It was summer 2005 and the conference room at the Los Angeles Sentinel office was abuzz. Sentinel Publisher/ CEO Danny Bakewell Sr. had come up with an idea.
“We are going to have a food festival,” he told the staff.
There would be food vendors, entertainment and a variety of community services free and open to the community. He and the staff (led by the late Brenda Marsh-Mitchell) worked out the details and about four months after the initial meeting Crenshaw Blvd. between Martin Luther King Blvd. and Rodeo Rd. was packed. About 35,000 people showed up on October 16 that year to celebrate what was the first annual Taste of Soul Food and Family Festival.
“I remember when Danny first approached me about the idea,” recalled Los Angeles City Council President Herb Wesson.
“I thought it was something our community needed and I was all in. But never in my wildest dreams did I think it would become the largest street festival and economic empowerment event in all of California.”
The event was a success. Free concerts took place on two major stages (The Beat/KDAY and The Wave ). There was plenty of love and no incidents were reported. In fact, that year, nothing about TOS was reported except by the Sentinel, much to Bakewell Sr.’s dismay.
“It is terrible that when 35,000 African Americans gather in the Black Community to celebrate without incident, to share in a day of unity, love and togetherness, we can’t find a news crew anywhere,” Bakewell Sr. said in October 2005 after the event.
“But let 2 or 3 individuals show up and act a fool on Crenshaw and news crews and helicopters will be all over it, making our community look like it is a war zone.”

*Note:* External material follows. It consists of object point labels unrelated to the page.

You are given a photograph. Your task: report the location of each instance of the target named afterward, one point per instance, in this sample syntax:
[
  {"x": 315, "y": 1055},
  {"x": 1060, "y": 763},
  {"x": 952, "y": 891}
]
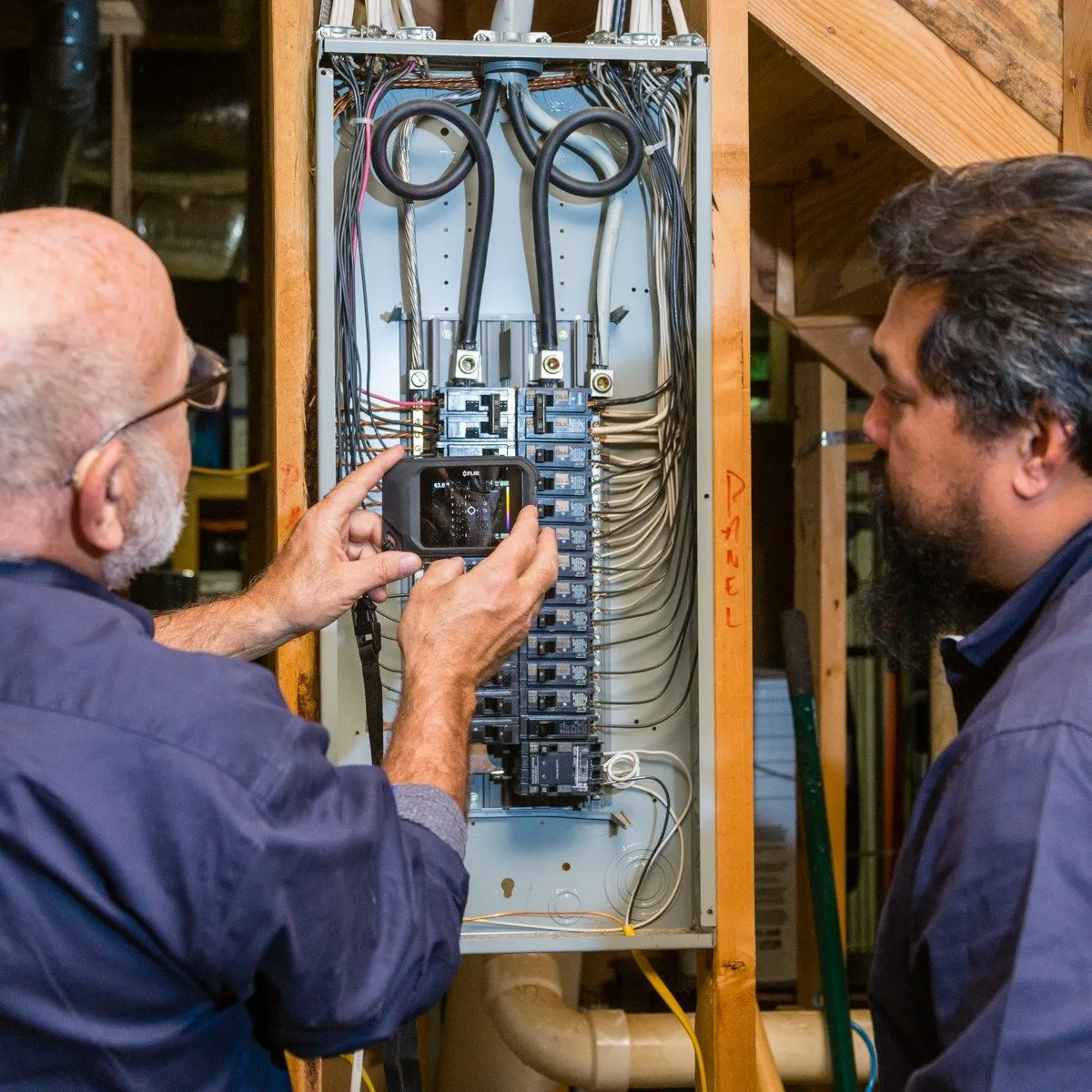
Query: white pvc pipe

By 2006, the second annual TOS, about 5 media outlets not only showed up but became partners with Taste of Soul and took part in the event. Since then, the major family festival has brought millions of people from all over to Crenshaw Blvd. every October. In 2012, Bakewell added the StarQuest stage, giving undiscovered talent the opportunity to shine. Several of the artists have gone on to national acclaim signing with major record labels appearing in national television commercials etc. In Summer of 2013, TOS partnered with the BET Live Experience and AEG to bring a “Taste of a Taste of Soul,” to L.A. Live and give African American restauranteurs an opportunity to participate in a nationally televised event held in the world famous L.A. Live entertainment venue.
“Since the original Taste of Soul in 2005, we have seen Taste of Soul grow at an amazing pace,” said Sentinel Chief of Staff Danny Bakewell Jr.

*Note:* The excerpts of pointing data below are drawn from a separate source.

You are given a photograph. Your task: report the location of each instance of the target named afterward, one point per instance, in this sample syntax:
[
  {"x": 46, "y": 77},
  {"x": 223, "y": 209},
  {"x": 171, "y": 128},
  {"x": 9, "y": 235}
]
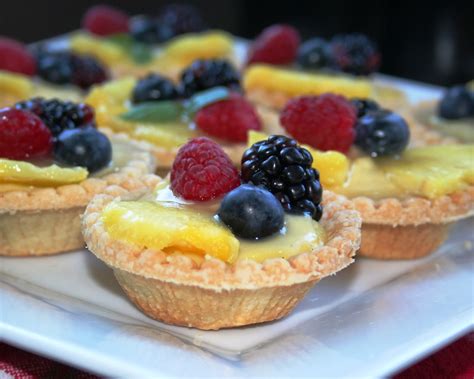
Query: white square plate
[{"x": 369, "y": 320}]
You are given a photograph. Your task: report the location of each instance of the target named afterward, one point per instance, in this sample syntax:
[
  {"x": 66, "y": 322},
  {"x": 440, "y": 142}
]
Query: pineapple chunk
[
  {"x": 295, "y": 83},
  {"x": 332, "y": 165},
  {"x": 170, "y": 229},
  {"x": 24, "y": 173}
]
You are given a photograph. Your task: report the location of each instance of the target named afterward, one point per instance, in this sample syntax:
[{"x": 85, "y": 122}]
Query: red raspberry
[
  {"x": 202, "y": 171},
  {"x": 277, "y": 44},
  {"x": 23, "y": 135},
  {"x": 104, "y": 20},
  {"x": 229, "y": 119},
  {"x": 16, "y": 57},
  {"x": 324, "y": 122}
]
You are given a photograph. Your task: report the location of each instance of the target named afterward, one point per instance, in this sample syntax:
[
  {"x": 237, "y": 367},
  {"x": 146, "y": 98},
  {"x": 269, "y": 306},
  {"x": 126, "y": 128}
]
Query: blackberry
[
  {"x": 355, "y": 54},
  {"x": 204, "y": 74},
  {"x": 283, "y": 168},
  {"x": 180, "y": 19},
  {"x": 152, "y": 88},
  {"x": 59, "y": 115},
  {"x": 364, "y": 106}
]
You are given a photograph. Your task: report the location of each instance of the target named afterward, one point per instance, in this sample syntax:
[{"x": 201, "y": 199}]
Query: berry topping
[
  {"x": 251, "y": 212},
  {"x": 16, "y": 57},
  {"x": 202, "y": 171},
  {"x": 64, "y": 67},
  {"x": 181, "y": 18},
  {"x": 149, "y": 30},
  {"x": 314, "y": 54},
  {"x": 355, "y": 53},
  {"x": 204, "y": 74},
  {"x": 59, "y": 115},
  {"x": 23, "y": 135},
  {"x": 457, "y": 102},
  {"x": 83, "y": 147},
  {"x": 382, "y": 133},
  {"x": 104, "y": 20},
  {"x": 324, "y": 122},
  {"x": 277, "y": 44},
  {"x": 152, "y": 88},
  {"x": 229, "y": 119},
  {"x": 284, "y": 168},
  {"x": 363, "y": 106}
]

“In 2010, Taste of Soul had to expand the footprint of the family celebration which now stretches from Rodeo to Stocker with room for additional stages, pavilions and room for more vendors.”
Some ideas have stayed the course while others have been replaced with larger and more exciting ones such as last year’s Taste of Beauty Pavilion which highlighted local hair stylists and hair and beauty products. The gospel stage which in year two was only a small stage in front of the Sentinel offices, has now has grown to feature The McDonalds GospelFest on the Brenda Marsh Mitchell Gospel Stage.
“Since Taste of Soul’s inception we have had incredible growth in terms of our philanthropy and services we are able to provide to the community as well,” said Pamela Bakewell, vice president and COO of the Bakewell Company.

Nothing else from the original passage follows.